# Best year for New Style Beetle - Need to buy a Used one!



## meltedpanda (Feb 14, 2006)

I am wondering the best “new style” Beetle to buy for my daughter who is going to college. I cannot afford new and was thinking in the 7-9K range used.
What will that get me? If anything?


----------



## pdoel (Mar 14, 2001)

*Re: Best year for New Style Beetle - Need to buy a Used one! (meltedpanda)*

The majority of people will tell you 2000 and up is your best bet. The quality seemed to get better with age. Although, there are quite a few '98 owners out there who've never had any trouble.
Not sure if you are familiar with the engine choices, but here goes.
2.0l - Base engine. Runs on regular unleaded. Decent motor, some oil burning issues. But still a strong engine. Not real modifiable, but doesn't sound like that's what you're looking for. 
TDI - Very strong engine. Incredible gas mileage. Unfortunately, with today's gas prices, TDIs are in high demand, so may be very difficult to find one, especially used. 
1.8t - Great performing engine. The '99 - '01.5 had the APH engine. Not as modifiable as the later 1.8ts. 150hp on the regular 1.8ts, 180hp on the Turbo S. Another great choice. Definitely requires you keep up with the maintenance, but can last for thousands of happy miles.
You should be able to get a 2000 (probably any engine choice) for right around your price range.


----------



## Mikes72sb (Oct 27, 2001)

*Re: Best year for New Style Beetle - Need to buy a Used one! (pdoel)*

For basic transport a '00 or '01 with the 2.0 engine will serve her well. You should be able to find a nice one in your price range.
Generally, NB's are safe, easy to drive and fun little people-movers.

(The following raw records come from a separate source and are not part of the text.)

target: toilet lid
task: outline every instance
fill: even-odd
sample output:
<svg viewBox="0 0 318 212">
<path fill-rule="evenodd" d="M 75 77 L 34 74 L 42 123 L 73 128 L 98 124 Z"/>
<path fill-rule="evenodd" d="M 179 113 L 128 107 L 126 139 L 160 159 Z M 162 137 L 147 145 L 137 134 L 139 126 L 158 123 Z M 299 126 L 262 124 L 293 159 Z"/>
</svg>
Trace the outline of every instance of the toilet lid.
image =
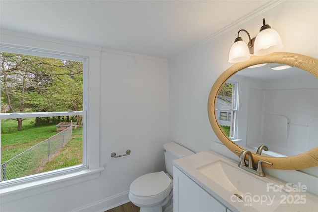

Be prepared for your daughter to have a big smile most, if not all of the time http://****************.com/smile/emthup.gif


----------



## Vaughan (Jan 17, 2004)

I drove my '98 2.0 like it was a race car for 4 years - I mean 120mph+ to/from GR, MI to Louisville, KY 10 times. It was a 5 speed and felt as tight the day I traded it in as it did when it was new. I think you want to find an original owner car whose owner admits to driving it hard - ie. broken in well. It's my opinion (maybe documented fact) that you need to break cars in the way you plan on driving them. You baby it for 5k then decide you're going to do 120 mph every where you go, you're just asking for trouble. Giving enough time for a cold engine to warm up is KEY.


----------



## silversport (Aug 8, 2001)

2001 Sport w/AWV 1.8T motor here. 96K miles & no major problems whatsoever! Still running the OG rear tires (will be replaced soon) & clutch. rear brakes have been changed once. I just change the oil every 5K w/synthetic. Car pulls strong, check my sig for mods. Been a great car for the buck, imho.


----------



## ach60 (Aug 11, 2005)

Look for "lease return" VW Cetified Beetles, Golfs or Jettas.
All are very safe, the ones with the 2.0 engine are a dime a dozen, and they don't burn oil.
The 2.0 engine is the same old VW motor that they have made for years.
They just keep modifing it to make the stroke bigger.
Think of it as VW's small block Chevy.
The Beetle is cute, the Golf is useful , and Girls just love Jetta's.


----------



## Rockerchick (May 10, 2005)

As a female college student, I have a '99 2.0 5 speed. Its a great car for college life. Gets good city mileage...I get on average 21-23mpg per tank and the town my college is in is really small. I go to Raleigh a lot fo visit my boyfriend out at NC State...drive it about 70-75mph the whole ride and its great. I get about 35-40mog doing highway driving. If its just going to be for college, the 2.0 is a great engine. I would recommend a '00 or newer. My '99 has had some of the problems that are typical of the '98 and '99 beetles just because it was the first few years of the car. Still no real complaints. Nothing seriuos. Parents bought it for about 8k from the dealership. It has surved me well so far. Ive put almost 6000 miles on it since I got it in April...its about at 60,500 miles and still going strong. The only drawback of the beetle is that the space is limited so hauling things around is a bit tough. Winter break I had my trunk and backseat packed to get home and back so that was a tad annoying but I dont haul stuff often so it works well. 
I'm so happy with my car. Not really practical for an everday driver for commuting and what not but its a great college car. Small and efficient. It can get into the little parking spots that the big suv's and pick up trucks cant get into as well so thats a plus








As long as you take care of it, this car will last a long time and its a fun car to drive!


----------



## Sixtysomething (Aug 7, 2003)

*Re: (Rockerchick)*

I don't have a New Beetle, but a Golf. However, the 2.0 gas engine is the same. They will last forever if you take care of them. Change the oil when you're supposed to, change the timing belt every 60K miles, and you'll get 200+ K miles out of it. I have 130,200 miles and have never had an oil consumption issue. I may get a New Beetle myself next time............


----------